Anthony Mackie Goes From The Hurt Locker To The Adjustment Bureau
Anthony Mackie has been a reliably solid supporting actor in the last couple of years; he's wonderful in The Hurt Locker and was entertaining as Tupac Shakur in the often woeful Notorious. Now he'll have a chance to continue that run in The Adjustment Bureau, the adaptation of a Philip K. Dick short story starring Matt Damon.George Nolfi (Ocean's 12, Bourne Ultimatum co-writer) wrote the script and will direct, with Damon starring as David Norris, "a smooth-talking congressman whose political future is thrown in doubt by uncontrollable events and the arrival in his life of a mysterious ballerina." Emily Blunt plays the ballerina, and we don't yet know what role Mackie will take.
Dick's original short story is called The Adjustment Team, and was originally published in 1954. It's been a long time since I read the tale, so I'll defer to Wikipedia's summary until I can dig up my own copy. It is the "story of Ed Fletcher, a real estate salesman, who discovers that our world is really, in effect, one large soundstage controlled by strange and mysterious guardians." Nolfi has, it seems, made quite a few changes, but the core concept may still be there. We know that Damon's character discovers (or suspects) that strange forces are working to keep him from Blunt's ballerina.

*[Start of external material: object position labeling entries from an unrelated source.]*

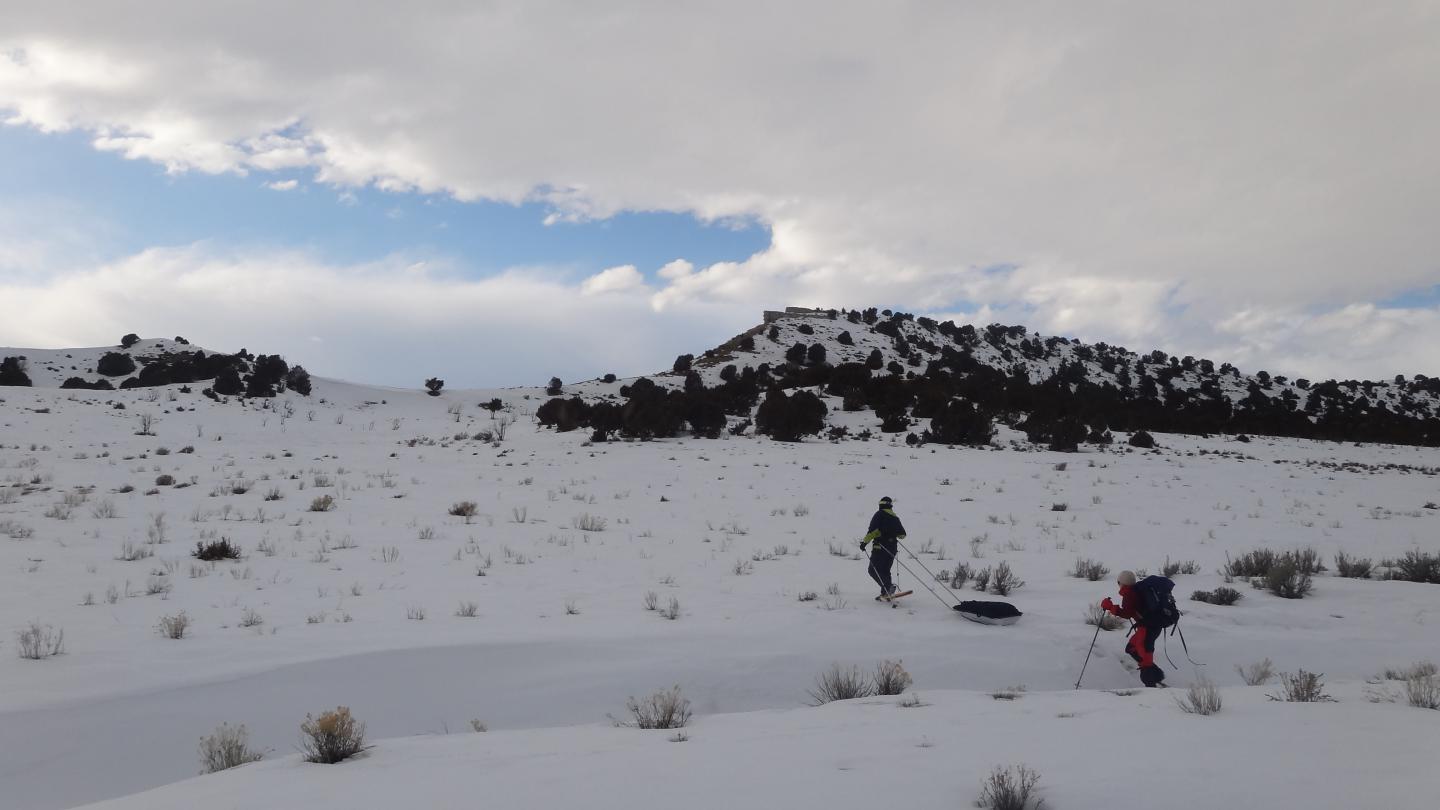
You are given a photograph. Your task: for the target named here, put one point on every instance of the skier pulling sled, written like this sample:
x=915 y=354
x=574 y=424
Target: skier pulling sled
x=886 y=533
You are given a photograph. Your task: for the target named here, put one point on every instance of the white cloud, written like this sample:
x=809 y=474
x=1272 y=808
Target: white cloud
x=392 y=322
x=614 y=280
x=1151 y=172
x=676 y=270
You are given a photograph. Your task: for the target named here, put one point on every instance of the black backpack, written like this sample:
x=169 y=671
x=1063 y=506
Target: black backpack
x=1157 y=601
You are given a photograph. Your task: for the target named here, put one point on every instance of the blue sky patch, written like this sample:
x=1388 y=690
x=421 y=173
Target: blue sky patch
x=136 y=205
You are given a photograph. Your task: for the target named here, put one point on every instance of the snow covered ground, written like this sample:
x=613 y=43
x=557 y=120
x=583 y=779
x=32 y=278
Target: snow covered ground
x=357 y=606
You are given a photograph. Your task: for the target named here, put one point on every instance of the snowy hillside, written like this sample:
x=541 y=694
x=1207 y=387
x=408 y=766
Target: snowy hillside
x=365 y=580
x=851 y=375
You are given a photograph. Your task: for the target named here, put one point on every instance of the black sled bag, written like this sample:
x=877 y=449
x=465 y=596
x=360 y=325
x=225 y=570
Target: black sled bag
x=990 y=613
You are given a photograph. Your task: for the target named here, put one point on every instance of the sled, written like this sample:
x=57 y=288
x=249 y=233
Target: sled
x=990 y=613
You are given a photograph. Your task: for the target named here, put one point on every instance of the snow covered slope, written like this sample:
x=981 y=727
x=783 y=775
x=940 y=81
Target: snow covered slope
x=864 y=754
x=363 y=604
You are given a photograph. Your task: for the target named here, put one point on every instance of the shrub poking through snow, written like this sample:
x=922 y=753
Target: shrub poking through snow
x=1174 y=568
x=1010 y=789
x=216 y=549
x=981 y=578
x=173 y=626
x=333 y=737
x=588 y=522
x=1092 y=570
x=1096 y=616
x=1250 y=564
x=1257 y=673
x=1302 y=688
x=892 y=678
x=1201 y=698
x=1417 y=567
x=39 y=642
x=226 y=748
x=1352 y=567
x=1220 y=595
x=663 y=709
x=840 y=683
x=1423 y=686
x=1289 y=581
x=1005 y=581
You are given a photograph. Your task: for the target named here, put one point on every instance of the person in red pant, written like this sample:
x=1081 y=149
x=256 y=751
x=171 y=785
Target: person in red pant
x=1142 y=636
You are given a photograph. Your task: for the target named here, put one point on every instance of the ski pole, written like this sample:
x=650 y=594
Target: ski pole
x=896 y=558
x=926 y=570
x=1087 y=655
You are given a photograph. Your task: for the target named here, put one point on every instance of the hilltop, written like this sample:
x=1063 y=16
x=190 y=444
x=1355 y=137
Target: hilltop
x=428 y=561
x=863 y=372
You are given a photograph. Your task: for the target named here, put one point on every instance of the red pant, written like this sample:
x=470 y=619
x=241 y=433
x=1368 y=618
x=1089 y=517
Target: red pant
x=1142 y=649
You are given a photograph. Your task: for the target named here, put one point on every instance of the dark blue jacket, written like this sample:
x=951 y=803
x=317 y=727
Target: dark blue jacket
x=884 y=526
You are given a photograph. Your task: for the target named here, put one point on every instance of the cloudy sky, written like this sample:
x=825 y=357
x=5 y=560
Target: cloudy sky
x=501 y=192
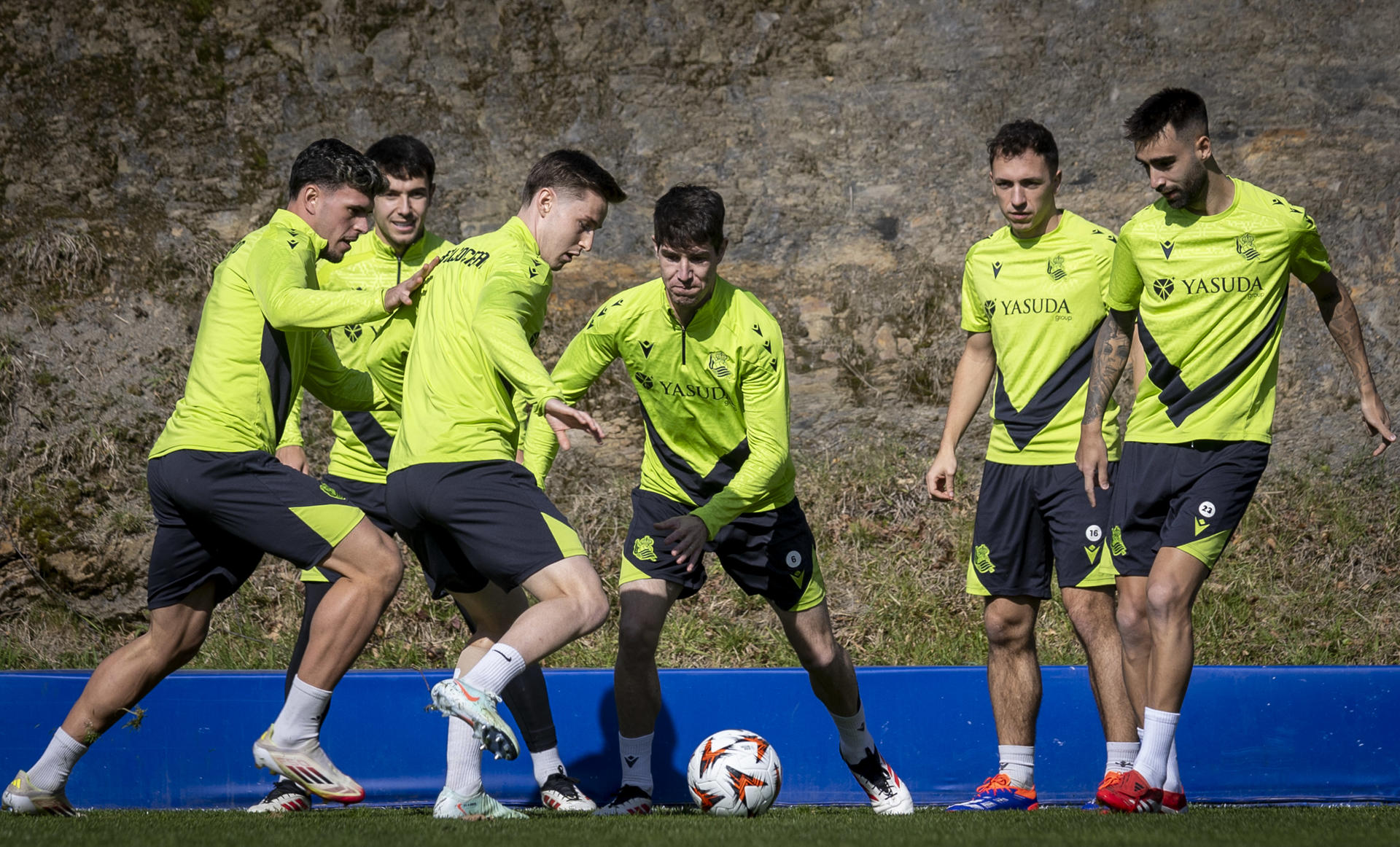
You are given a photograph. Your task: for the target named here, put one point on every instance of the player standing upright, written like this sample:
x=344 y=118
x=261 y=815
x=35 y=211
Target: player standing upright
x=1205 y=272
x=707 y=363
x=222 y=499
x=1032 y=300
x=394 y=249
x=455 y=491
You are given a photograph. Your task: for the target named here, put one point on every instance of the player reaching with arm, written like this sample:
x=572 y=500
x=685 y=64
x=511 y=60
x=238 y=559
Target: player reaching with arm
x=455 y=492
x=1205 y=275
x=1032 y=301
x=707 y=364
x=397 y=246
x=222 y=500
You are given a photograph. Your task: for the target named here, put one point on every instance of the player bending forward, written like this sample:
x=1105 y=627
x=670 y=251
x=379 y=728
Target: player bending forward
x=222 y=499
x=1032 y=301
x=395 y=248
x=455 y=491
x=1205 y=272
x=707 y=364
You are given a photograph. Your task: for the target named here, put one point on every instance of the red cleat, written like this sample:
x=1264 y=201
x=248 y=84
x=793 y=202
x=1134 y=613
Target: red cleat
x=1132 y=794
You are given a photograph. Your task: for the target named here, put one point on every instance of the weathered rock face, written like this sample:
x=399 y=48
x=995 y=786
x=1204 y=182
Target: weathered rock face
x=140 y=141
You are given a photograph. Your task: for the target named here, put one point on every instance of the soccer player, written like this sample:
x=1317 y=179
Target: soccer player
x=707 y=364
x=1205 y=273
x=395 y=248
x=1032 y=300
x=454 y=486
x=222 y=499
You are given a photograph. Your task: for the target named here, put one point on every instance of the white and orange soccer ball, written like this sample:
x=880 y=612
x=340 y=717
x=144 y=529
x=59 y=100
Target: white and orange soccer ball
x=734 y=773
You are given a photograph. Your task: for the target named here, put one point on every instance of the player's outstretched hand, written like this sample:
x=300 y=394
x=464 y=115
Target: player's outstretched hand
x=402 y=294
x=686 y=539
x=295 y=457
x=563 y=418
x=1378 y=421
x=941 y=475
x=1092 y=459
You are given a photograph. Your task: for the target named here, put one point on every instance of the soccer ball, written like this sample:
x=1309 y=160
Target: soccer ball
x=734 y=773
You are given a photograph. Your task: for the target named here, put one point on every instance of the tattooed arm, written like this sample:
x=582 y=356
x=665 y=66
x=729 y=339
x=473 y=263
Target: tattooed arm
x=1111 y=356
x=1342 y=319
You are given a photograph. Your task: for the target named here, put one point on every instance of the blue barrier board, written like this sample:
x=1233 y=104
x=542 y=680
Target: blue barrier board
x=1281 y=734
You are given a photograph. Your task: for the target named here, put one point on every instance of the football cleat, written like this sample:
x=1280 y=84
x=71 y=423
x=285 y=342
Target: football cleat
x=628 y=801
x=478 y=807
x=308 y=766
x=284 y=797
x=21 y=797
x=890 y=795
x=1109 y=778
x=560 y=793
x=998 y=794
x=1132 y=794
x=456 y=699
x=1173 y=803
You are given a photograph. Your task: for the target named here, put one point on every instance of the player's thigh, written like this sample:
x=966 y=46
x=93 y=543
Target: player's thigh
x=773 y=555
x=1218 y=483
x=1011 y=550
x=490 y=611
x=496 y=515
x=190 y=550
x=645 y=553
x=1080 y=532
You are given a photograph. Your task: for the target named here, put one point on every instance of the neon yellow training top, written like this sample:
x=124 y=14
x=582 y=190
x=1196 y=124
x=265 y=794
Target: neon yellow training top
x=363 y=440
x=1211 y=294
x=261 y=339
x=1042 y=300
x=472 y=335
x=715 y=398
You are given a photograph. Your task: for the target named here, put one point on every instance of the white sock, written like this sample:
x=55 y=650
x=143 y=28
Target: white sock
x=1018 y=763
x=636 y=760
x=497 y=668
x=464 y=759
x=300 y=719
x=856 y=740
x=1120 y=757
x=1173 y=772
x=52 y=770
x=546 y=765
x=1158 y=733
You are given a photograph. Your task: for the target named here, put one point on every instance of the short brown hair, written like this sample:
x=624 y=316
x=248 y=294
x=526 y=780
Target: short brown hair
x=575 y=173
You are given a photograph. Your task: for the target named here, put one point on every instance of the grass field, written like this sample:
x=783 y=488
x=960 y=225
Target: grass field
x=809 y=827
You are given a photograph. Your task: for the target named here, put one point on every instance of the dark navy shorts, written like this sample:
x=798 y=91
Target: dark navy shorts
x=217 y=512
x=769 y=553
x=1186 y=496
x=478 y=521
x=1032 y=517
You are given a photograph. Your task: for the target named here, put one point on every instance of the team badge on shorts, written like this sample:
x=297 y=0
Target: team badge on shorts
x=981 y=561
x=645 y=549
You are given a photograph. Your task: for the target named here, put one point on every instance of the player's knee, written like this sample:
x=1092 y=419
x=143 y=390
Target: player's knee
x=1008 y=629
x=1165 y=601
x=593 y=611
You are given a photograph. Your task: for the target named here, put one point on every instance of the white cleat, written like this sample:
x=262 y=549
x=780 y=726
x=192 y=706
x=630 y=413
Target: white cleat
x=560 y=793
x=479 y=807
x=890 y=794
x=284 y=797
x=308 y=766
x=23 y=798
x=629 y=800
x=459 y=700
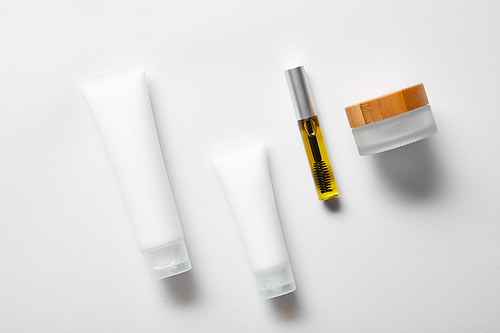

A Philip K. Dick fansite (which Firefox reports as an 'attack site', FYI) quotes from an analysis of Dick's work: "Again and again the real world of suburban life in the 1950s is evoked: Adjustment Team, Exhibit Piece, The Commuter, Small Town — only to be revealed as a shadow world, fading away when confronted with a darker reality beneath." We won't likely see much of '50s suburban America in this film, but it's not difficult to imagine how the milieu might be updated in ways that keep the story interesting.